Note to parents, before we start: if you don’t like exposing your children to grotesque displays of hipocrosy, avert their unspoiled eyes now.  Cause the train is pulling into the station.

I’m trying to remember when the concept of 2.0 really hit.  And by that, I mean the idea that version 2.0 of anything instantly renders the 1.0 version into complete and utter crap.  Pre-internet, the closest “versioning” we had came in the form of Detroit’s fall new models.  But the thought that the 1963 Corvette is in any way better than the 1962 Corvette will get you into a bar fight.  The fact that new models came along every year didn’t invalidate older years.

It’s not really the same in this Internet Age.  When a new version (or model of iPhone) is released, there is immediately a negative perception of the prior iteration.  Really?  You’re on a 4S?  Why?  All of a sudden, if you’re not on the latest and greatest, you’re technically the equivalent of a Bangladeshi mud hut village.

And it’s not that the new version may be wholly new and amazing (again, see the iPhone) – it’s just that the negative connotation of “old version” or “old model” is now so pervasive.  Ironically, the first time I can recall this really happening – with Windows 3.1 (my God, Windows 3.0 is so horrible, who would use it) – is now an example of the exception to the rule, with Windows 8 – where the new version is just so horribly bad that a sense of nostalgic appreciation for the older version emerges.  But it is not the norm.

And it’s a trap.  Most major software vendors in our arena (cough AutoDesk cough Adobe) have moved to an annual or 18-month software release cycle.  And why?  Go take a look at the curve that shows new feature introduction over time.  There’s a reason why the Microsoft Office releases are now mostly notable for their UI changes.  Quite often, the makers will build in forced obsolence in terms of backward compatibility, and so it doesn’t really matter than InDesign CS3 does everything you need it to, because CS6 doesn’t support it.

Maybe it is the Old in me, but it is hard for me to reconcile this growing cultural belief that new is good, old is bad, and a new version renders the old one irrelevant.  But I think I’m fighting against the tide.

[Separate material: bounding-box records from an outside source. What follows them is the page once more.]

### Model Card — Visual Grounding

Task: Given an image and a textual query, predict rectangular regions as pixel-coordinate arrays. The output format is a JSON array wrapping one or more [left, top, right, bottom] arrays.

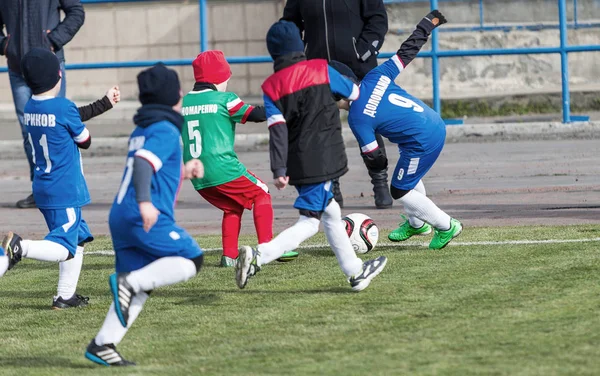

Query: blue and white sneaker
[[235, 245, 260, 289], [108, 273, 136, 328], [348, 256, 387, 291], [85, 340, 135, 367]]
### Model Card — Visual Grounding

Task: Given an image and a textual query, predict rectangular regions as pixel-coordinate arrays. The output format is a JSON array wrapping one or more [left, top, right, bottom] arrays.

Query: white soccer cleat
[[235, 245, 260, 289], [348, 256, 387, 291]]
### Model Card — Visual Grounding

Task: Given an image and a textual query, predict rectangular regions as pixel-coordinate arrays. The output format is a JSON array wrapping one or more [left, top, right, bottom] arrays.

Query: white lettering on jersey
[[363, 75, 392, 118], [129, 136, 146, 151], [23, 113, 56, 127], [181, 104, 219, 116]]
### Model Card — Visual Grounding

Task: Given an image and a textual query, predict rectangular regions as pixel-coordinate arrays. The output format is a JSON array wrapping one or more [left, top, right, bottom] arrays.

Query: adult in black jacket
[[0, 0, 85, 208], [283, 0, 393, 209]]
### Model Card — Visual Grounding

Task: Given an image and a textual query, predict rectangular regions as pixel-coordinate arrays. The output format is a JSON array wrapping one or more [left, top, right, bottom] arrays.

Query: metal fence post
[[198, 0, 208, 51], [558, 0, 571, 123], [430, 0, 442, 114], [479, 0, 486, 29]]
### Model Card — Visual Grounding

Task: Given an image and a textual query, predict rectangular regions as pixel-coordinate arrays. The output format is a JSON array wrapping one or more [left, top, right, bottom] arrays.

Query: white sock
[[257, 215, 319, 266], [54, 247, 83, 299], [94, 291, 148, 346], [408, 180, 427, 228], [400, 190, 450, 231], [21, 240, 69, 262], [127, 256, 196, 293], [323, 200, 363, 277], [0, 256, 8, 277]]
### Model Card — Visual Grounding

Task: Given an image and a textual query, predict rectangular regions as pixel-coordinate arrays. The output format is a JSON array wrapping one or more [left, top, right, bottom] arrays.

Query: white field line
[[85, 238, 600, 256]]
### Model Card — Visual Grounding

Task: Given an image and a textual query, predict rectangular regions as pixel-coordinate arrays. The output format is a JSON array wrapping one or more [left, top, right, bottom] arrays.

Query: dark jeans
[[8, 62, 67, 181]]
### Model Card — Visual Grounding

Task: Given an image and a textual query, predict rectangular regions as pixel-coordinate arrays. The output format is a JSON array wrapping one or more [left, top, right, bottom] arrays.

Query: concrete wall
[[0, 0, 600, 102]]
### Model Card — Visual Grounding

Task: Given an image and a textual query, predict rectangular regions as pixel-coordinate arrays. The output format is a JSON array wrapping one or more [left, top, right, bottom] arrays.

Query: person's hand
[[273, 176, 290, 190], [417, 9, 448, 33], [138, 201, 160, 232], [46, 30, 54, 53], [106, 85, 121, 106], [184, 159, 204, 179]]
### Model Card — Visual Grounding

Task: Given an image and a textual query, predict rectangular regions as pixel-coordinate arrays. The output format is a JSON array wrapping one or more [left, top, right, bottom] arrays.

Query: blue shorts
[[40, 208, 94, 256], [391, 142, 444, 191], [294, 180, 333, 212], [109, 217, 202, 273]]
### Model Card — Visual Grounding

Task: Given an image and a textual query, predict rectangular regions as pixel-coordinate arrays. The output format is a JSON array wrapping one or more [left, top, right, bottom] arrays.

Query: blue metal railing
[[0, 0, 600, 123]]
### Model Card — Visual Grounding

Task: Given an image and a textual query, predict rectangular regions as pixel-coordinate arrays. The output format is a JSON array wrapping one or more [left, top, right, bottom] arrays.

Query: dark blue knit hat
[[267, 21, 304, 60], [21, 48, 60, 94], [329, 60, 360, 85], [138, 63, 181, 106]]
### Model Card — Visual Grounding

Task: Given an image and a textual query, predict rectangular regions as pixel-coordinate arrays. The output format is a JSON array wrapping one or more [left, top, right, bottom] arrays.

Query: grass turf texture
[[0, 226, 600, 375]]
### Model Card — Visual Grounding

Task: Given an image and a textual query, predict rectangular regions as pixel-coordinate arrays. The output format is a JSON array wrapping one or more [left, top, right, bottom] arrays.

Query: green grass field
[[0, 225, 600, 375]]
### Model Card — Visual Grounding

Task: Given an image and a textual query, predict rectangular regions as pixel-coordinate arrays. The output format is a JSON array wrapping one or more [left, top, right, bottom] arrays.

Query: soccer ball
[[342, 213, 379, 254]]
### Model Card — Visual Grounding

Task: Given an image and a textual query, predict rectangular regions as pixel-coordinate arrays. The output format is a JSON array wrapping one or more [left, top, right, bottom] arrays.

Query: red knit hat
[[192, 50, 231, 85]]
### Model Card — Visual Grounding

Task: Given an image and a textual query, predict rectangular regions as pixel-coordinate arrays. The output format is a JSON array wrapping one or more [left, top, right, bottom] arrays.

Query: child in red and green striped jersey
[[181, 51, 298, 266]]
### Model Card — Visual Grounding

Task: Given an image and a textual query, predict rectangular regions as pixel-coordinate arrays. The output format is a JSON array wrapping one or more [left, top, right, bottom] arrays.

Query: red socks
[[221, 207, 244, 259]]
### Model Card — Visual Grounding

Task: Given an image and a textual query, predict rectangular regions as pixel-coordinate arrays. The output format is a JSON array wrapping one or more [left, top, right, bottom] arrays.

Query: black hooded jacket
[[262, 52, 348, 185], [283, 0, 388, 79], [0, 0, 85, 73]]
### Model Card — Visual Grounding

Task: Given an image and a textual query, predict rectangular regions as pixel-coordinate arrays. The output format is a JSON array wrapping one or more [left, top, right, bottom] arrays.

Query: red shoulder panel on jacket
[[262, 59, 329, 101]]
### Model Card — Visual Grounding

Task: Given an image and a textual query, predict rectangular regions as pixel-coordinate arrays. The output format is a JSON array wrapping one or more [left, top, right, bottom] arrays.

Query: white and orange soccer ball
[[342, 213, 379, 254]]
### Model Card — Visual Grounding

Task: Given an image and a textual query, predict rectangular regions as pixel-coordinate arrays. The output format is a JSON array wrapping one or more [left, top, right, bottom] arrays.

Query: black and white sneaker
[[235, 245, 260, 289], [2, 231, 23, 270], [108, 273, 136, 328], [85, 340, 135, 367], [348, 256, 387, 291], [52, 293, 90, 310]]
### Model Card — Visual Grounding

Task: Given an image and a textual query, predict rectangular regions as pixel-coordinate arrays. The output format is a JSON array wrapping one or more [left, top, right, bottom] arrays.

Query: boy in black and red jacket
[[236, 21, 387, 291]]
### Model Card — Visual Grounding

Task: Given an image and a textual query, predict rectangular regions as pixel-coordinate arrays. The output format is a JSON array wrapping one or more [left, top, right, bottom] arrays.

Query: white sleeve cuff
[[392, 54, 404, 73], [135, 149, 162, 172], [73, 128, 90, 144], [267, 114, 285, 127]]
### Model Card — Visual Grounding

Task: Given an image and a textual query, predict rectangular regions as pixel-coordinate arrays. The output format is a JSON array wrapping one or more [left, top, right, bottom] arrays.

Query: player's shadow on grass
[[0, 290, 110, 299], [0, 356, 91, 369], [11, 260, 110, 275], [166, 286, 356, 305]]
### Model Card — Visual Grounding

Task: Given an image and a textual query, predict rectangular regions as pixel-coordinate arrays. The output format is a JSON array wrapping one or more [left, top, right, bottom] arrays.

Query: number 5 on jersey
[[187, 120, 202, 158]]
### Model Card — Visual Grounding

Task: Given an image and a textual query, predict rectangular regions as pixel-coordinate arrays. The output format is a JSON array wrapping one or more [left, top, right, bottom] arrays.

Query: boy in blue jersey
[[85, 63, 204, 366], [236, 21, 387, 291], [336, 10, 462, 249], [0, 48, 93, 309]]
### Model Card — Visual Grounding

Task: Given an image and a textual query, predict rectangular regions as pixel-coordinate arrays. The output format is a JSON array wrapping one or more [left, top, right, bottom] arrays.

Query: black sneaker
[[52, 293, 90, 310], [17, 194, 37, 209], [2, 232, 23, 270], [108, 273, 136, 328], [348, 256, 387, 291], [85, 340, 135, 367]]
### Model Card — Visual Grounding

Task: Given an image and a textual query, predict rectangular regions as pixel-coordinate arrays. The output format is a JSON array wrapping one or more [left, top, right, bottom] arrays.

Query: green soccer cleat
[[388, 220, 431, 242], [429, 218, 462, 249], [277, 251, 299, 262], [220, 256, 237, 268]]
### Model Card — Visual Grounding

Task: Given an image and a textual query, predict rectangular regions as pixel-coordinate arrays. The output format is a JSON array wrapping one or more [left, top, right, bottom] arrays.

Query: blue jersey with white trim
[[111, 120, 182, 226], [23, 95, 91, 209], [348, 55, 446, 153]]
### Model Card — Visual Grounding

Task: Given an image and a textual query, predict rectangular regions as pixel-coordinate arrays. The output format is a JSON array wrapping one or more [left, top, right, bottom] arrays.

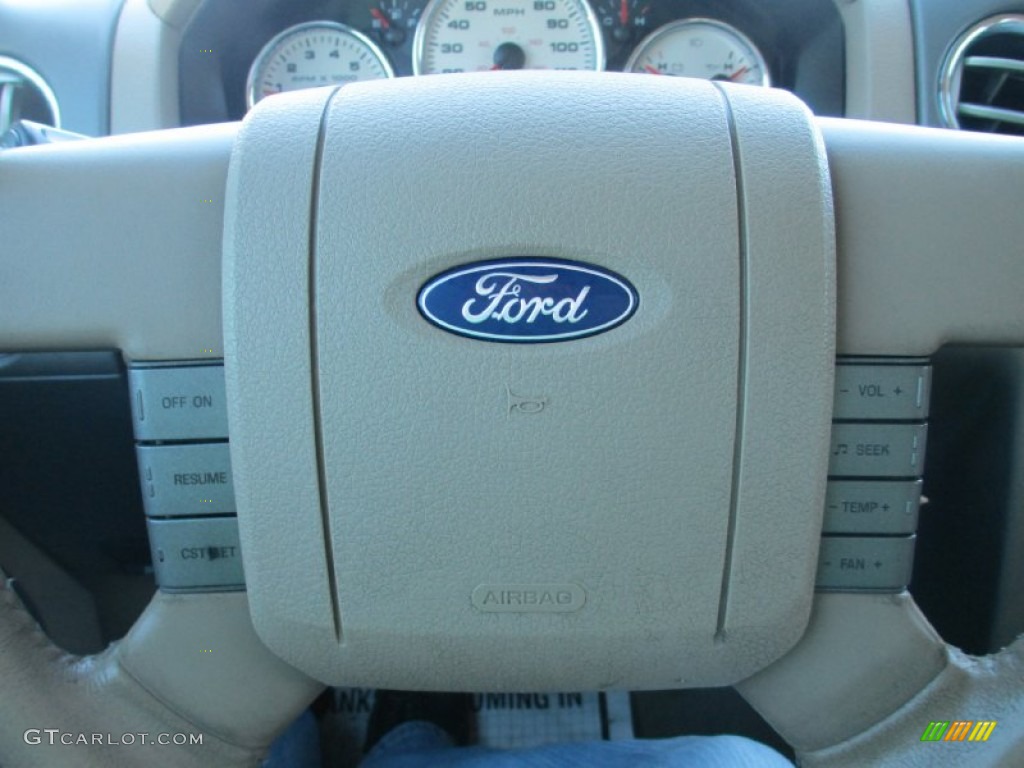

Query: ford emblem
[[417, 258, 638, 343]]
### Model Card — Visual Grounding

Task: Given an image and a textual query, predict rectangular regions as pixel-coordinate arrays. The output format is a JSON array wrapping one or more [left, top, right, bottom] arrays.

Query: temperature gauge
[[626, 18, 771, 85]]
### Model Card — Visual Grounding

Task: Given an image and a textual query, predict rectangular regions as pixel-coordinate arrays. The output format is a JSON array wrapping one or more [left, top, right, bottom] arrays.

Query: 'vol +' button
[[833, 361, 932, 421]]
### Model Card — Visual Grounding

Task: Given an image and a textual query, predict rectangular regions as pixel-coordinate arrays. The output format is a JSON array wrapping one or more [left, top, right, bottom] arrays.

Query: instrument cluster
[[179, 0, 843, 125]]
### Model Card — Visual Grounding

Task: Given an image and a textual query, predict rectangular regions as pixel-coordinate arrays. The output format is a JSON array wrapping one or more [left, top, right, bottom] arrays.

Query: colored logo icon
[[921, 720, 996, 741]]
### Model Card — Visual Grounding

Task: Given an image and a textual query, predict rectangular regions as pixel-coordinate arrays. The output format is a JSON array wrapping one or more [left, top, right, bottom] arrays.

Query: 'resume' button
[[135, 442, 236, 517]]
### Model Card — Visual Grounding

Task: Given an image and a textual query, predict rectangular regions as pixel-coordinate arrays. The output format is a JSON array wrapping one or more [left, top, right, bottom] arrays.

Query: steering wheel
[[0, 72, 1024, 766]]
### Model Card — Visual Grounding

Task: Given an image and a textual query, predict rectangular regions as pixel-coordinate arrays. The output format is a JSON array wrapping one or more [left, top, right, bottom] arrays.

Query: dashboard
[[177, 0, 845, 125]]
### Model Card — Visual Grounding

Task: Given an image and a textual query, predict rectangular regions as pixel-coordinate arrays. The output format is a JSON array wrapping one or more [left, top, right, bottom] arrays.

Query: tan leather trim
[[800, 638, 1024, 768], [0, 571, 319, 768]]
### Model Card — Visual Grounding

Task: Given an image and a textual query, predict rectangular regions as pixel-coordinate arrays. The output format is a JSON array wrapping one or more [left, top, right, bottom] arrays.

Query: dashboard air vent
[[939, 14, 1024, 135], [0, 56, 60, 135]]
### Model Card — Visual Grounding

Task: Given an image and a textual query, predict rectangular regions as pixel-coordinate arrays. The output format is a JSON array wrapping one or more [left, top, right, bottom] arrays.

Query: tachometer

For instance: I was on the phone yesterday with a vendor that was selling backup-to-cloud appliances.  The price for their solution was roughly double what traditional tape would cost, and I had some concerns.  I wanted to understand the full TCO for the product, convey concerns about time-to-restore from the cloud, etc.

What I got was a half-hour of “you’re a complete idiot for considering tape.  Why would you put old technology at one of your client sites.  The future is cloud backup.  Are you stupid?”

Seriously.  I’m not sure the word “idiot” was used, but the tone and verbiage clearly indicated that they were wasting their time having to explain something so obvious to someone.

So… am I?  When my cost for tape over 5 years is $50k, and my cost for cloud is $100k, am I an idiot?  There are pros and cons to tape.  There are pros and cons to cloud backup.  In the phone call, however, I was told several times that tape “is the past” and therefore completely junk.

And that’s the trap.  No technology solution/decision is made in a vacuum.  What’s the environment like?  Budget? Need? Expectations? Bandwidth? Etc. Etc.  When you get into the trap of saying “This is new, it must be what you need”, you’ve lost the plot, as my English friends like to say.

So be careful. I’m not saying you can’t drool over the S4 when you have an S3 (cough), but don’t allow this trend of instant obsolescence overly impact your technology decisions.  I for one would be very happy to drive around in that 62 Vette.